You are using your pointers uninitialized. When you create a pointer, you don't know where the pointer points to. It either will be pointing to some garbage data, or in worse case, it will be pointing to a memory region which is already being used by some other program in your computer or maybe by OS itself.
If you really want to use pointers like this, you should dynamically allocate memory for them.
int* a = malloc( 4 * sizeof(int) );
int* b = malloc( sizeof(int) );
This makes sure that you can assign four integers to the memory region to which a points to. And one for b.
You then can wander in that memory using loops to assign, read or write data.
for ( int i=0; i < 4; i++ )
{
*(a + i) = i + 1;
}
Here we have a for loop which will run 4 times. Each time we are moving one block in the memory and putting the number we want there.
Remember, a is a pointer, it points to the beginning of a 4 int sized memory region. So in order to get to the next block, we are offsetting our scope with i. Each time the loop runs, a + i points to the "ith element of an array". We are dereferencing that region and assigning the value we want there.
for ( int i=0; i < 4; i++ )
{
printf("%d\n", *(a + i) );
}
And here we are using the same logic but to read data we just write.
Remember, you need to use format specifiers with printf function in order to make it work properly. printf() just reads the whatever data you happened to give it, and format specifier helps interpret that data in given format.
If you have a variable like int c = 65; when you use %d format specifier in the printf you will read the number 65. If you have %c specifier in the printf, you will read letter A, whose ASCII code happens to be 65. The data is the same, but you interpret it differently with format specifiers.
Now, your function int sumArray(int *a, int len, int *sum) accepts int pointer for the first argument. In the main function you do have an int pointer named a. But you are passing the address of a, which results in double indirection, you are passing the address of a pointer which holds address of an int array. This is not what you want, so & operator in the function call is excess. Same with b.
Call to the sumArray should look like
sumArray( a, 4, b );
And lastly, we should fix printf as well. Remember what I said about format specifiers.
And remember that b is not an int, it's int*, so if you want to get the value which b points to, you need to dereference it.
In the end, call to printf should look like
printf( "%d", *b );
Also, you should remember to free the memory that you dynamically allocated with malloc.
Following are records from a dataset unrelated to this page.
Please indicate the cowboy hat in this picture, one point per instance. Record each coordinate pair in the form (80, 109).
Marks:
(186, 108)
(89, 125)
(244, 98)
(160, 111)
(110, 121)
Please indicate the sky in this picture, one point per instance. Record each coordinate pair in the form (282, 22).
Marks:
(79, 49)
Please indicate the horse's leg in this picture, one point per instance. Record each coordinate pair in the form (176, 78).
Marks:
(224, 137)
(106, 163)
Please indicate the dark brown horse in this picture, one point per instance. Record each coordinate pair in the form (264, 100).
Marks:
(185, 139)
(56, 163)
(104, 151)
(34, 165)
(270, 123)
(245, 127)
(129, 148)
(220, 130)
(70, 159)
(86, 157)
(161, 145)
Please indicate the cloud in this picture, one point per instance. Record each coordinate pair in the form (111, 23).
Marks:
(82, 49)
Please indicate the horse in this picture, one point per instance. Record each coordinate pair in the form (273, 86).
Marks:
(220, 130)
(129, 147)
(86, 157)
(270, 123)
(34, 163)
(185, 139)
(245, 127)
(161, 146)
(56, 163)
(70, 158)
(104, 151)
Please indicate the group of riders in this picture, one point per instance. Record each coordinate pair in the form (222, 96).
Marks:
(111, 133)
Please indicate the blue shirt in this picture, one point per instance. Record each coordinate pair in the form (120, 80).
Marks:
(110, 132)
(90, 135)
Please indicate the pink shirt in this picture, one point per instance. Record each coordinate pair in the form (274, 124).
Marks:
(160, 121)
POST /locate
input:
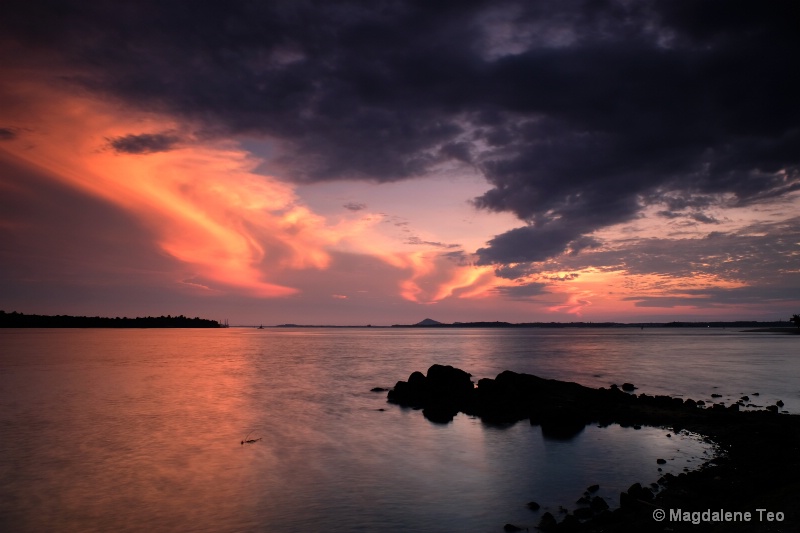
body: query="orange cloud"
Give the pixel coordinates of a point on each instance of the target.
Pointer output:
(204, 203)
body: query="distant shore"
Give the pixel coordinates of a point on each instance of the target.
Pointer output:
(20, 320)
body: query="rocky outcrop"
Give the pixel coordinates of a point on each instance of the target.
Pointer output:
(748, 475)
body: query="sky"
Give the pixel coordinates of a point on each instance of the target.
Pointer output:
(380, 162)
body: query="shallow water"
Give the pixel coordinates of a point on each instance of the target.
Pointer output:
(135, 429)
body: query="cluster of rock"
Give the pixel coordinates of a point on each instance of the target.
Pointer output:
(563, 409)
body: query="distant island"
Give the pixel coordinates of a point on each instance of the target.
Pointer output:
(772, 325)
(20, 320)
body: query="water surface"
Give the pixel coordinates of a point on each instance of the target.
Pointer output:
(133, 429)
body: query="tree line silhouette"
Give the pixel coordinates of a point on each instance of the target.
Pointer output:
(20, 320)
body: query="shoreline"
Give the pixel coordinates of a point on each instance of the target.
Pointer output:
(758, 467)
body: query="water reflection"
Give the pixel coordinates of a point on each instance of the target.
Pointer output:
(129, 430)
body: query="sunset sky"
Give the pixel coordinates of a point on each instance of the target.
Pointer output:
(385, 161)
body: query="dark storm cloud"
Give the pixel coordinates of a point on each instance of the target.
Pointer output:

When you use regular arrays or variables, your compiler deals with these stuff itself. But if you dynamically allocate memory, you must deallocate that memory using free whenever you are done with those pointers.
You can free a after the call to sumArray and b before terminating the main function like
free(a); and free(b);
In these kind of small projects freeing memory is probably won't cause any unwanted results, but this is a very very important subject about pointers and should be implemented properly in order to settle the better understanding of pointers and better programming practice.
In that form, your code should work as you intended.
BUT... And this is a big but
As you can see, to make such a simple task, we spent way more effort than optimal. Unless your goal is learning pointers, there is no reason to use pointers and dynamic allocation here. You could have used regular arrays as @Hayfa demonstrated above, and free yourself from a lot of trouble.
Using pointers and dynamic memory is a powerful tool, but it comes with dangers. You are playing with actual physical memory of your computer. Compilers nowadays won't let you to screw your OS while you are trying to add two numbers together but it still can result in hard to detect crashes especially in complex programs.
(Sorry if it's hard to read, I am not necessarily confident with text editor of Stack Overflow.)